Tor 0.4.8.9 broken in combination with vanguards in Qubes Debian templates

adrelanos commented 11 months ago

Qubes OS release

Qubes R4.2

Summary

Downloads over Tor (with vanguards enabled) get interrupted after a few seconds.

This bug was introduced between Tor version 0.4.7.16-1 (from Debian bookworm security repository) and Tor version 0.4.8.9-1~d12.bookworm+1 (from deb.torproject.org). I am certain that I could pinpoint it to it.

The issue is only reproducible if vanguards is installed.

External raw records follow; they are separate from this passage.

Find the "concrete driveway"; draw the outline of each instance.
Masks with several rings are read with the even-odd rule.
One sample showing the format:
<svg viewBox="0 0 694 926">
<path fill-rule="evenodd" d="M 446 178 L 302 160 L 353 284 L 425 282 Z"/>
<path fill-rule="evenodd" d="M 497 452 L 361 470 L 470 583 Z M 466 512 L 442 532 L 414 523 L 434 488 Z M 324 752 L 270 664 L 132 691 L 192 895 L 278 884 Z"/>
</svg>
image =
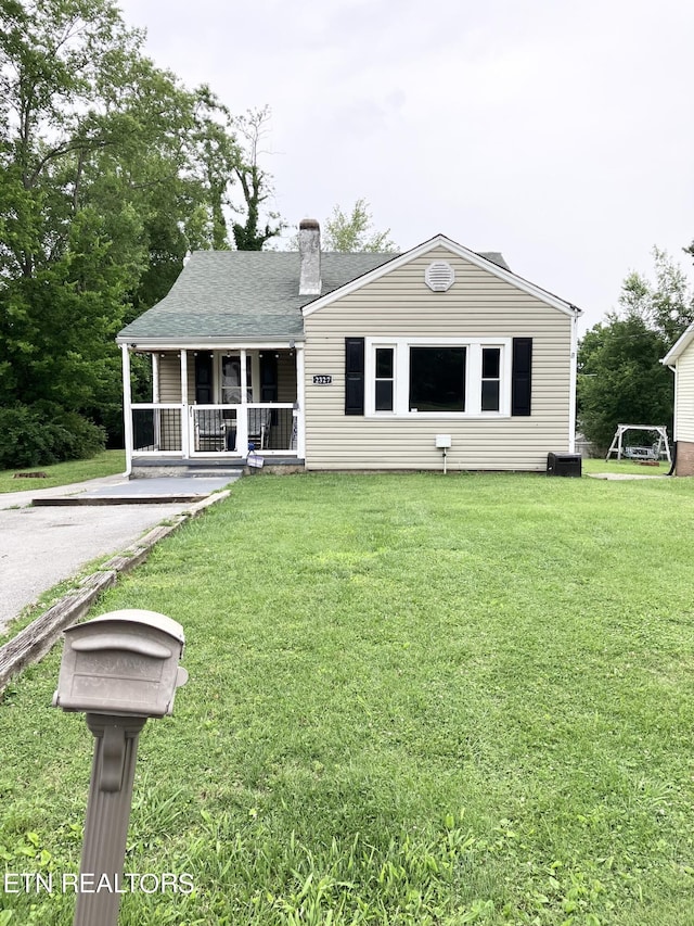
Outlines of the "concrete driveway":
<svg viewBox="0 0 694 926">
<path fill-rule="evenodd" d="M 176 479 L 170 487 L 156 479 L 106 477 L 59 489 L 0 495 L 0 632 L 27 605 L 54 585 L 80 572 L 94 559 L 115 555 L 162 521 L 191 507 L 191 500 L 167 502 L 188 494 L 204 498 L 229 479 Z M 167 480 L 167 483 L 169 481 Z M 124 495 L 138 504 L 128 504 Z M 158 503 L 143 502 L 142 495 Z M 88 496 L 93 506 L 27 507 L 35 498 Z M 104 504 L 113 495 L 117 504 Z M 22 506 L 22 507 L 16 507 Z"/>
</svg>

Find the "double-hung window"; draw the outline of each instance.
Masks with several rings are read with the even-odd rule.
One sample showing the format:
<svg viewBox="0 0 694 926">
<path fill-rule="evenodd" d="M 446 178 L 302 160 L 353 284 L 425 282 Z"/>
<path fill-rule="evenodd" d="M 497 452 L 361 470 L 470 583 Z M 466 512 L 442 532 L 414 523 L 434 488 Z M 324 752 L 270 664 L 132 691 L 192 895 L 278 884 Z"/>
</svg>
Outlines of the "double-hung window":
<svg viewBox="0 0 694 926">
<path fill-rule="evenodd" d="M 368 339 L 365 375 L 367 415 L 511 414 L 511 339 Z"/>
<path fill-rule="evenodd" d="M 481 411 L 499 411 L 501 347 L 481 348 Z"/>
<path fill-rule="evenodd" d="M 374 409 L 395 409 L 395 347 L 374 348 Z"/>
</svg>

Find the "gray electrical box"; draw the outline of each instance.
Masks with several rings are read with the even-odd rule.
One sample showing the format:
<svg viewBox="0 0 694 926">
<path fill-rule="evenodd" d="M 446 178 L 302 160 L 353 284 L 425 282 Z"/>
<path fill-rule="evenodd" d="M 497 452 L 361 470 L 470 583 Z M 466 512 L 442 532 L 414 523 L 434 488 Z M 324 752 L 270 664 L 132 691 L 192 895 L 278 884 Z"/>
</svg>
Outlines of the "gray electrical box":
<svg viewBox="0 0 694 926">
<path fill-rule="evenodd" d="M 54 707 L 164 716 L 188 681 L 183 627 L 155 611 L 112 611 L 65 631 Z"/>
</svg>

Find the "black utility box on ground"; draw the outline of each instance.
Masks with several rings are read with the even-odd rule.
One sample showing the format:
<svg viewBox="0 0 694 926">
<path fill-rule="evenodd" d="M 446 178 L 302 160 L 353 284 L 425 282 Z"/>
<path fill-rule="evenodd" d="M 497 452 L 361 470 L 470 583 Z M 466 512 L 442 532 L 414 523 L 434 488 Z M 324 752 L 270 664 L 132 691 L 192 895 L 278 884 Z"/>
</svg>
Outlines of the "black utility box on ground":
<svg viewBox="0 0 694 926">
<path fill-rule="evenodd" d="M 548 454 L 548 475 L 578 475 L 581 474 L 580 454 Z"/>
</svg>

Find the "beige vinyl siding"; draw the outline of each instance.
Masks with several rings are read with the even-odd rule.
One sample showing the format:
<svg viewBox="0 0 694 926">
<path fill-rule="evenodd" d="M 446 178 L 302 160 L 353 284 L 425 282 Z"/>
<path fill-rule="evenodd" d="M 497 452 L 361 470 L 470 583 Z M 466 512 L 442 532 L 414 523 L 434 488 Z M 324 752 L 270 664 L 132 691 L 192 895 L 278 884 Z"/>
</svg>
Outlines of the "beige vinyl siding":
<svg viewBox="0 0 694 926">
<path fill-rule="evenodd" d="M 455 282 L 433 293 L 426 267 Z M 306 317 L 306 460 L 310 469 L 544 470 L 569 444 L 571 318 L 484 268 L 437 249 Z M 345 416 L 345 338 L 532 338 L 532 414 L 507 418 Z M 330 386 L 312 385 L 331 375 Z"/>
<path fill-rule="evenodd" d="M 677 361 L 677 440 L 694 442 L 694 341 Z"/>
</svg>

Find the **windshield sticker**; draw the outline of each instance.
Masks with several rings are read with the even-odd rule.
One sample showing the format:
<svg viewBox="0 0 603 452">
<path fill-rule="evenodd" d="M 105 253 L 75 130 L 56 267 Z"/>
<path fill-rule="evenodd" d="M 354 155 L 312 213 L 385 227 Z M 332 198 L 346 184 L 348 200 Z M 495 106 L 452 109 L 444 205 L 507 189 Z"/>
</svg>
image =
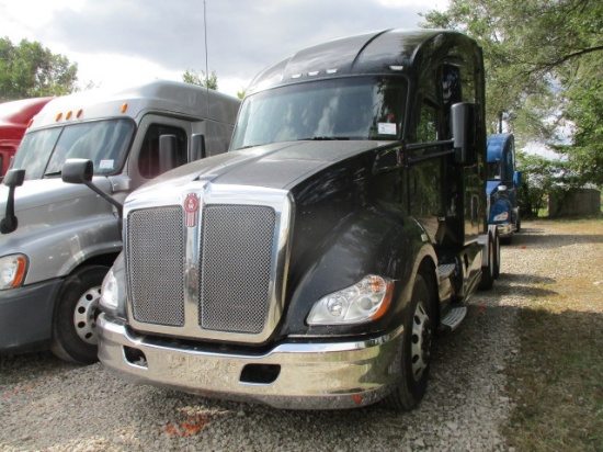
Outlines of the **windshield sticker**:
<svg viewBox="0 0 603 452">
<path fill-rule="evenodd" d="M 378 123 L 377 131 L 379 135 L 396 135 L 396 123 Z"/>
</svg>

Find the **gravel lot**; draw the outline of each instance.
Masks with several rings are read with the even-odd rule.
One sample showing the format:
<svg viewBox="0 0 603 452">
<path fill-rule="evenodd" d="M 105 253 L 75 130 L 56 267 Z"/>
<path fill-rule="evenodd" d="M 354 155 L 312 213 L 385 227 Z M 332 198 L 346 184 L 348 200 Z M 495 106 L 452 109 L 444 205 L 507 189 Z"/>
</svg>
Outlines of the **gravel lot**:
<svg viewBox="0 0 603 452">
<path fill-rule="evenodd" d="M 0 358 L 0 450 L 507 451 L 500 431 L 512 403 L 504 369 L 519 359 L 517 309 L 535 284 L 561 271 L 551 264 L 559 252 L 579 272 L 592 247 L 556 227 L 525 223 L 502 248 L 494 289 L 474 295 L 460 328 L 436 341 L 428 395 L 412 413 L 379 405 L 284 411 L 213 400 L 33 353 Z"/>
</svg>

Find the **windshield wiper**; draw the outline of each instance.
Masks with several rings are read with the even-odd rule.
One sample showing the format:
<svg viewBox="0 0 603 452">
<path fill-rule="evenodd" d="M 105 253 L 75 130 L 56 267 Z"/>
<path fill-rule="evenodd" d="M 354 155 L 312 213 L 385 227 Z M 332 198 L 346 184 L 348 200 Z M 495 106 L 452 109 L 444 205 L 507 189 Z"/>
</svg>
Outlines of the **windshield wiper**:
<svg viewBox="0 0 603 452">
<path fill-rule="evenodd" d="M 46 172 L 46 173 L 44 174 L 44 177 L 45 177 L 45 178 L 46 178 L 46 177 L 52 178 L 52 177 L 54 177 L 54 176 L 60 176 L 60 174 L 61 174 L 61 171 L 58 170 L 58 171 Z"/>
<path fill-rule="evenodd" d="M 346 136 L 312 136 L 311 138 L 300 138 L 296 142 L 331 142 L 331 140 L 346 140 L 350 139 Z"/>
</svg>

The older Tor version from Debian bookworm security repository version 0.4.7.16-1 does not have this issue.

Steps to reproduce:

Get Qubes.
Use a Qubes Debian bookworm Template.
Enable deb.torproject.org
sudo apt update
sudo apt install --no-install-recommends vanguards tor
Edit /etc/tor/vanguards.conf and change control_socket = to control_socket = /run/tor/control (related ticket)
sudo systemctl enable vanguards (potential Debian bug not being enabled by default)
sudo systemctl restart tor@default
sudo systemctl restart vanguards
(In App Qube)
torsocks curl --fail --output /tmp/test.tar.xz https://dist.torproject.org/torbrowser/13.0.5/tor-browser-linux-x86_64-13.0.5.tar.xz

What is the current bug behavior?

Connection drops after a bit of continued file downloads.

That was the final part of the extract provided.